Frame Interpolation Transformer and Uncertainty Guidance
M. Plack, K. M. Briedis, A. Djelouah, M. B. Hullin, M. Gross, C. Schroers
Proceedings of the IEEE/CVF Conference on Computer Vision and Pattern Recognition (CVPR) (Vancouver, Canada, June 18-22, 2023), pp. 9811-9821
Abstract
Video frame interpolation has seen important progress in recent years, thanks to developments in several directions. Some works leverage better optical flow methods with improved splatting strategies or additional cues from depth, while others have investigated alternative approaches through direct predictions or transformers. Still, the problem remains unsolved in more challenging conditions such as complex lighting or large motion. In this work, we are bridging the gap towards video production with a novel transformer-based interpolation network architecture capable of estimating the expected error together with the interpolated frame.
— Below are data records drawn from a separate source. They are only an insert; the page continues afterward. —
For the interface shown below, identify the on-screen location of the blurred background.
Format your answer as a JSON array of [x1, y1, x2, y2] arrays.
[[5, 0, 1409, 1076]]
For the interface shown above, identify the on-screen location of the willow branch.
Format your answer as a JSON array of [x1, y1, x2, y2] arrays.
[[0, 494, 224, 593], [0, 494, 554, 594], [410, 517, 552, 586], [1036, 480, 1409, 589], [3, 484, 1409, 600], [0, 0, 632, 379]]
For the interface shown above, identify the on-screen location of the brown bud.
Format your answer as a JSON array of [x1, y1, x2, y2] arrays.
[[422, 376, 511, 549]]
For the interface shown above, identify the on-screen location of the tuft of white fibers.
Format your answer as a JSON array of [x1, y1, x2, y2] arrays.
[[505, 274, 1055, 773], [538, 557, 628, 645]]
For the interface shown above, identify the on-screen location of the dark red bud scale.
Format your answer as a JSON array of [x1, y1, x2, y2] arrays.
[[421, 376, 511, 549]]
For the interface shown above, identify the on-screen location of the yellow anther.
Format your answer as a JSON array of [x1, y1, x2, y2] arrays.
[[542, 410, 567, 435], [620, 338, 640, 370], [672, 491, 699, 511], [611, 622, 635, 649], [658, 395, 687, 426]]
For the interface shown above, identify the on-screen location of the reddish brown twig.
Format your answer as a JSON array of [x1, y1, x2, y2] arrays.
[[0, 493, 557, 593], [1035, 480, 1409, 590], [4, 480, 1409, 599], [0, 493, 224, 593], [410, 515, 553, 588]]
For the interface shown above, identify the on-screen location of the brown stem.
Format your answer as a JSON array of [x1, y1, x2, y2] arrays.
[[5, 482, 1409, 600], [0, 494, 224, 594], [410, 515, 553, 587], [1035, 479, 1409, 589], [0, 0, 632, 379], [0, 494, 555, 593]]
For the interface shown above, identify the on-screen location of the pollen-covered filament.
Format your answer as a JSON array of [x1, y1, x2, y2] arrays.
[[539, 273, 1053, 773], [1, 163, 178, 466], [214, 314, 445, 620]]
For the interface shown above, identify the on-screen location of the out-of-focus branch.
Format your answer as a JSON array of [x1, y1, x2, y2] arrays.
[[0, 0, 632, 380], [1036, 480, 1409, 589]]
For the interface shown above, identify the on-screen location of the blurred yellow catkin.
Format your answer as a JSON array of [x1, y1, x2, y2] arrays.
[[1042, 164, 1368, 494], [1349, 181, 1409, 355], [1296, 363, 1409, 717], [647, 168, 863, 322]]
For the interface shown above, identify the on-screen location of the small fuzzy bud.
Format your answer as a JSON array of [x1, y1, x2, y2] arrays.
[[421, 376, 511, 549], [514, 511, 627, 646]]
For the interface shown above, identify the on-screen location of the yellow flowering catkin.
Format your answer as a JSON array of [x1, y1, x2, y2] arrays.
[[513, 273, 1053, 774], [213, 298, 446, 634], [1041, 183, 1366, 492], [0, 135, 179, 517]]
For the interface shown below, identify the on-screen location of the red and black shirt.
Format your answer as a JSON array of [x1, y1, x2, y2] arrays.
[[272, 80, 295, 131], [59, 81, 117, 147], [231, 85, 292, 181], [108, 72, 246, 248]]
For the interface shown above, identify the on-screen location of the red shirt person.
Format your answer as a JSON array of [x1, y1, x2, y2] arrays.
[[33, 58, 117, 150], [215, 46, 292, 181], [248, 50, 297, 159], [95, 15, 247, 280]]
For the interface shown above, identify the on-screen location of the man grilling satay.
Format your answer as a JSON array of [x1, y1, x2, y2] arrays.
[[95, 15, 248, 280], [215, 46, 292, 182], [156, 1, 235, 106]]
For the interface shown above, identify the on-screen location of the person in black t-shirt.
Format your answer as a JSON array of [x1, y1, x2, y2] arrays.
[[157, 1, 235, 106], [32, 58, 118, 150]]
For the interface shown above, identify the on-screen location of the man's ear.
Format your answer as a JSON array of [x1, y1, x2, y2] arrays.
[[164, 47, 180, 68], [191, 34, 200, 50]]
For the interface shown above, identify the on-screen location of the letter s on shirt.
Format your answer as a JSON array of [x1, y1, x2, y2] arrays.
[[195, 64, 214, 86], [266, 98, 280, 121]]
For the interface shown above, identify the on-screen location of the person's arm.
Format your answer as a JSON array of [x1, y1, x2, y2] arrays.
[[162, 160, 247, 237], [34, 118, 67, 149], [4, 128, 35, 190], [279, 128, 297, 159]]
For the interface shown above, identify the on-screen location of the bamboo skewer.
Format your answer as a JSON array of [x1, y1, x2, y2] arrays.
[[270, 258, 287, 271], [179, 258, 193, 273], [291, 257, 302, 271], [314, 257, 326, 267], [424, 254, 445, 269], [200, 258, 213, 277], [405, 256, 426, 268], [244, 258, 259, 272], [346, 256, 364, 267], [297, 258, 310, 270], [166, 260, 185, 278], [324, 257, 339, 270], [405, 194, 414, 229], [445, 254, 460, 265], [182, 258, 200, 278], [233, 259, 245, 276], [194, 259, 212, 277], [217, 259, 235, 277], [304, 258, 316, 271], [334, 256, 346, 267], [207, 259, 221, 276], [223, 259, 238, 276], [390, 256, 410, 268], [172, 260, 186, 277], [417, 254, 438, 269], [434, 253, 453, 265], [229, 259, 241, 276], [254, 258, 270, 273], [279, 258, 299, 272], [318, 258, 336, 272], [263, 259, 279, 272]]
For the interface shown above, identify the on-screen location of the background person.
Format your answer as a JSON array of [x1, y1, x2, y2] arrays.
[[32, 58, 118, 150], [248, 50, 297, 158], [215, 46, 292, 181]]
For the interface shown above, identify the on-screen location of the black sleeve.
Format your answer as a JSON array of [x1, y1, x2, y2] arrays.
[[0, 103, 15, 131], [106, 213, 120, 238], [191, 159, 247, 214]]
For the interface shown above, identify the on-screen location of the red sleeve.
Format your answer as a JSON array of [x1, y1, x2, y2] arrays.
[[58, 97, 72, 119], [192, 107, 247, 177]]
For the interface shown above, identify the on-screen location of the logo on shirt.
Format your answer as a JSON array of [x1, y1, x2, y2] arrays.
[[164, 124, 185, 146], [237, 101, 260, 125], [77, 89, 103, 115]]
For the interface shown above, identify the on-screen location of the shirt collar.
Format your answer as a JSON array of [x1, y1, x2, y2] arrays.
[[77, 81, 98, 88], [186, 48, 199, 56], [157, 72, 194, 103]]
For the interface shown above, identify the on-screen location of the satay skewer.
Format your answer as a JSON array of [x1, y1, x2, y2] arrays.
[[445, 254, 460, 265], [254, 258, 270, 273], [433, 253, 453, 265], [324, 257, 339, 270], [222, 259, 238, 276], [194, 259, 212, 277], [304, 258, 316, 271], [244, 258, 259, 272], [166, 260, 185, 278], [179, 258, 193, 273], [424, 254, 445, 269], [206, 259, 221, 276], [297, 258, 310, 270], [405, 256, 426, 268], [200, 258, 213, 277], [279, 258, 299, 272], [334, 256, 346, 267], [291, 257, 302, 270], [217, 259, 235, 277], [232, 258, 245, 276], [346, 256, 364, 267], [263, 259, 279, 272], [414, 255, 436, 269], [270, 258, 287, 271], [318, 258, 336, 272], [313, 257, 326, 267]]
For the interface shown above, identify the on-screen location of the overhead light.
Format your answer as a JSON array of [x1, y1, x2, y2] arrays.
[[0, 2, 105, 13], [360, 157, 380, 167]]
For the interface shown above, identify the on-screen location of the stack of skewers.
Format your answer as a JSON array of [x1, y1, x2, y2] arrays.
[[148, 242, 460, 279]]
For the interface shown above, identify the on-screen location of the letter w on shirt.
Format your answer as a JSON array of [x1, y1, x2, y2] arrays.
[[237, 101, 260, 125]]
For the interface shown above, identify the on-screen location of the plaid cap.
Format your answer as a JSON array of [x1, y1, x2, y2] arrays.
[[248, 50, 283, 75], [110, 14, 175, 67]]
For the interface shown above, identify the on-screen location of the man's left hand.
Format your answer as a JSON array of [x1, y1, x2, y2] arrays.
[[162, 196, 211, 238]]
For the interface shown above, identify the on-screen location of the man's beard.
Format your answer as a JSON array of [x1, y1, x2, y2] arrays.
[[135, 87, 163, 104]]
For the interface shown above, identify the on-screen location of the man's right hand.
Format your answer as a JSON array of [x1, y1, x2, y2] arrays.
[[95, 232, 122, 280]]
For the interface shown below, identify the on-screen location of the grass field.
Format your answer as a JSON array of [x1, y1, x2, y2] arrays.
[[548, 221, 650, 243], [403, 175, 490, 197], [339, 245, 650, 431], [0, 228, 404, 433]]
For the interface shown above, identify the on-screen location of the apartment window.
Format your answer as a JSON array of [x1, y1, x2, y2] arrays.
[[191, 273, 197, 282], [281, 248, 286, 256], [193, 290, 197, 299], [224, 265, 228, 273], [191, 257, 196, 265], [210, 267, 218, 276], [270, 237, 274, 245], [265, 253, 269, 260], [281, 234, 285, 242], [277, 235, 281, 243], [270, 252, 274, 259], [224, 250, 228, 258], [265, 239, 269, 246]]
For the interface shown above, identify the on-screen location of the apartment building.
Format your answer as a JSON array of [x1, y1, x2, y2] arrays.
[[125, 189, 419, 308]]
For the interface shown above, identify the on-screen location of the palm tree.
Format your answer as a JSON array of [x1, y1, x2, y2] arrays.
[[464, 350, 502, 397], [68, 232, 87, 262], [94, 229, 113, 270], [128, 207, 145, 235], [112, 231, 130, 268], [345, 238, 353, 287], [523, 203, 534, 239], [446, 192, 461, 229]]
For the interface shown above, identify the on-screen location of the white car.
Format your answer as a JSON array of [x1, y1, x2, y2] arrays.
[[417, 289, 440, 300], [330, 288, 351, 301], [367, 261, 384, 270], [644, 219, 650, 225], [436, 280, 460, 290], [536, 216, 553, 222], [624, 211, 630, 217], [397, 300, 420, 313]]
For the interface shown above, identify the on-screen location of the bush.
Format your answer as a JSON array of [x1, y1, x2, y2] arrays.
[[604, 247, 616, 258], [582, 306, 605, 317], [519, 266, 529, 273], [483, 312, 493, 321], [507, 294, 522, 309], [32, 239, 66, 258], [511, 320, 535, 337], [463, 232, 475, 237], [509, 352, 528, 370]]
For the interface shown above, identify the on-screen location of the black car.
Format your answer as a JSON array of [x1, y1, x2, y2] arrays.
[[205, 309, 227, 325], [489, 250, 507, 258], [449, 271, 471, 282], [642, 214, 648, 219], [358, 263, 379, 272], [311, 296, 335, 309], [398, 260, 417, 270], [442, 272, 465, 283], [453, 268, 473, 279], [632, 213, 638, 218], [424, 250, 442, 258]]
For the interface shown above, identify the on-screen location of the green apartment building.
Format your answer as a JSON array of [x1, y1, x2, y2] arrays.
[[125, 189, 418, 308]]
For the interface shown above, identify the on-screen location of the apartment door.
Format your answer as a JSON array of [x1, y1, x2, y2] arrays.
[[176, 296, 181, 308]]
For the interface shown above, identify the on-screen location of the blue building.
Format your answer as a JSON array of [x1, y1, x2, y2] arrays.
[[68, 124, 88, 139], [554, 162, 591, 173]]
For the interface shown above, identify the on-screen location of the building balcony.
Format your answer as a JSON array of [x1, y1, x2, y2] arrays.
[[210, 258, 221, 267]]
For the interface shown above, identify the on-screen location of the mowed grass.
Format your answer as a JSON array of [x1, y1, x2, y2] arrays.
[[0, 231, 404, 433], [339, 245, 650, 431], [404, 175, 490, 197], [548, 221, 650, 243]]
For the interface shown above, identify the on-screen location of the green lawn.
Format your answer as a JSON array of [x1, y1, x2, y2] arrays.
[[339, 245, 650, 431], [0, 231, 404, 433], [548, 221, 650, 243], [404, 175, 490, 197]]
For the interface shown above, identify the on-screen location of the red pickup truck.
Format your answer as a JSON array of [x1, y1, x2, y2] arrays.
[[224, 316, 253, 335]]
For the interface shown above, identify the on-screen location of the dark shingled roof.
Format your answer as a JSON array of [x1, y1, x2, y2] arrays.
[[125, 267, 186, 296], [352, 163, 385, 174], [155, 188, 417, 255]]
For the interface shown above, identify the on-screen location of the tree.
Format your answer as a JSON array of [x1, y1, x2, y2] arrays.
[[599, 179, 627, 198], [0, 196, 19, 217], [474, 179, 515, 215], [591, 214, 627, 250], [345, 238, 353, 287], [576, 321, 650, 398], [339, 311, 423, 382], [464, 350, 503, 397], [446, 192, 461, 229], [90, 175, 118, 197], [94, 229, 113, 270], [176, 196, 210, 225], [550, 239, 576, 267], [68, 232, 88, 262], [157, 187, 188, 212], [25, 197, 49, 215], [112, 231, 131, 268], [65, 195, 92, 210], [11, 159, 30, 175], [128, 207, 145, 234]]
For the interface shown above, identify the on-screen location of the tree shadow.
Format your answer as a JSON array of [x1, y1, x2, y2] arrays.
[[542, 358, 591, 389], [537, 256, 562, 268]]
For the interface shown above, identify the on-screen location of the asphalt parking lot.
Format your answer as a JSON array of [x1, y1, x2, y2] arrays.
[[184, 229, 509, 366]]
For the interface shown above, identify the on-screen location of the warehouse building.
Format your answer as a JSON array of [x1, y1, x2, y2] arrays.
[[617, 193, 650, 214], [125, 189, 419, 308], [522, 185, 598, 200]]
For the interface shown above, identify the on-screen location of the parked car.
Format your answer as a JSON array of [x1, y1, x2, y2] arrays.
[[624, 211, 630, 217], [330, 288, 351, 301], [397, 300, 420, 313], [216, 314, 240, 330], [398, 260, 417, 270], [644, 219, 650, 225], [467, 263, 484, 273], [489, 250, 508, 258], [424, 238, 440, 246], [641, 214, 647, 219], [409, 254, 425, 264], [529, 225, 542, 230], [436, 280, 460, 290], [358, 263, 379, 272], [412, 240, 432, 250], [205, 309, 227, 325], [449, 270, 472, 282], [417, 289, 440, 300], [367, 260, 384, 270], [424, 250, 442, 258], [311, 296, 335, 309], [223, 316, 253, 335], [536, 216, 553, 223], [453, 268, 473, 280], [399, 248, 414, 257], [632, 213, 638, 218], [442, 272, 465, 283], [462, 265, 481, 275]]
This offers several advantages that are of key importance for frame interpolation usage: First, we obtained improved visual quality over several datasets. The improvement in terms of quality is also clearly demonstrated through a user study. Second, our method estimates error maps for the interpolated frame, which are essential for real-life applications on longer video sequences where problematic frames need to be flagged. Finally, for rendered content a partial rendering pass of the intermediate frame, guided by the predicted error, can be utilized during the interpolation to generate a new frame of superior quality. Through this error estimation, our method can produce even higher-quality intermediate frames using only a fraction of the time compared to a full rendering.